Noble to jedna z wielu brytyjskich marek „z szopy” - tak potocznie mówi się na niewielkich producentów samochodów sportowych, wytwarzających swoje samochody ręcznie, w dwucyfrowej liczbie egzemplarzy rocznie. Marka powstała relatywnie niedawno, bo założona została w 1999 r., przez Lee Noble'a w Leeds w północnej Anglii. Od tego czasu powstało zaledwie kilkaset jej aut.

REKLAMA

Egzotyczne samochody z duszą i światłami Mondeo

Wszystkie wyroby Noble'a mają silnik na środku i napęd na tył. Początkowo każdy model był napędzany silnikami V6 z serii Duratec produkcji Forda - o pojemności 2.5 i 3.0, wolnossącym lub turbodoładowanymi. Nie miały one żadnych udogodnień z zakresu komfortu, gdyż ich kierowca miał się skupić na purystycznych, niemal wyścigowych doświadczeniach z jazdy.

Jest też jedna cecha wizualna, która przychodzi mi do głowy jako pierwsza, gdy ktoś mówi o samochodach Noble - mianowicie tylne światła, pochodzące wprost z Forda Mondeo Mk1 sedan. Znalazły się one w trzech pierwszych modelach marki - M10, M12 i M400.

Może zabrzmi to dziwnie, ale Noble ma też swój polski wątek. Pamiętacie taki polski supersamochód Arrinerra Hussarya? Jeśli nie, to był to gorący temat na przełomie pierwszej i drugiej dekady XXI wieku, czyli projekt polskiego supersamochodu z silnikiem V8 od GM, który skończył się na kilku jeżdżących prototypach. Ale gdzie tu Noble? Otóż, na samym początku projektu (gdy nosił jeszcze nazwę Veno) twórcy chwalili się współpracą z Lee Noble'em. Niestety, patrząc na historię projektu Arrinerry, nawet to nie pomogło.

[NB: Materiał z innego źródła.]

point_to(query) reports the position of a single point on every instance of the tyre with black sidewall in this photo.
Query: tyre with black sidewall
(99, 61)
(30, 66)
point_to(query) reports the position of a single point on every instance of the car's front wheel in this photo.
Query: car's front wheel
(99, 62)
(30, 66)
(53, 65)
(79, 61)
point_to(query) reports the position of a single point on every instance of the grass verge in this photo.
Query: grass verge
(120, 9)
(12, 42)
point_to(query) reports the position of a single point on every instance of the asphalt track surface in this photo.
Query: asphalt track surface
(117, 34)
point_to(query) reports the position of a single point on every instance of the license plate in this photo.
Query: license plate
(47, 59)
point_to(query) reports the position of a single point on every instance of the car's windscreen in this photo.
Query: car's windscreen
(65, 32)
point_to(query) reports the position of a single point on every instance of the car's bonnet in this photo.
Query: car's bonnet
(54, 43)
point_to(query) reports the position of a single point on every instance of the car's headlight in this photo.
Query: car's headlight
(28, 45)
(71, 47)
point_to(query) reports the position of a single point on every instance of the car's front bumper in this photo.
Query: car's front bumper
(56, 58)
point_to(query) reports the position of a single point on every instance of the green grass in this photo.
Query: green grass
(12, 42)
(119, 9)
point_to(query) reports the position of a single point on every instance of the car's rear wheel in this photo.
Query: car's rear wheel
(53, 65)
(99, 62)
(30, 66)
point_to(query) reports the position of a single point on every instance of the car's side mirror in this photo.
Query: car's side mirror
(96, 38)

Więcej ciekawych ogłoszeń znajdziesz tutaj:

Silnik z Volvo, z którym łykniesz Ferrari

Model M600 został wprowadzony w 2009 r. Zrywał z dotychczasowym zwyczajem Noble'a, to jest montowania silnika V6 Duratec od Forda. Zamiast tego jest on wyposażony w podwójnie turbodoładowany silnik V8 produkcji Yamahy o mocy 650 KM, przekazywanej na tylne koła za pośrednictwem sześciobiegowej skrzyni manualnej. Ta sama jednostka, lecz w wersji wolnossącej znalazła się także w ówczesnych flagowych modelach Volvo - S80 i XC90.

Noble M600
fot. pistonheads.com
Noble M600
fot. pistonheads.com
Noble M600
fot. pistonheads.com

Noble podał czas przyspieszenia od 0 do 60 mph (96 km/h) wynoszący zaledwie 3 s i prędkość maksymalną 225 mph (363 km/h). Czyni go to mocnym graczem w świecie aut egzotycznych, nawet w porównaniu z takimi tuzami jak Ferrari i Lamborghini. Zgodnie z filozofią Noble, w M600 nie znajdziemy żadnych systemów wspomagających kierowcę, poza systemem kontroli trakcji w jego najprostszej formie. Równie spartańskie - choć gustownie wykończone - jest jego wnętrze, pozbawione wyposażenia z zakresu komfortu.

Noble M600
fot. pistonheads.com

Trochę trzeba na niego wydać

REKLAMA

No szok i niedowierzanie. Prezentowany Noble M600 został wystawiony na brytyjskim serwisie aukcyjnym z samochodami dla - nazwijmy to - szczególnie wymagających, czyli pistonheads.com. Jest jednym z około 30 wyprodukowanych egzemplarzy w ogóle i jednym z dosłownie kilku, które otrzymały nadwozie w całości z włókna węglowego. Do tego wygląda na to, że jest w świetnym stanie, a licznik pokazuje, że pojazd przejechał zaledwie 7 tys. mil (11 tys. km).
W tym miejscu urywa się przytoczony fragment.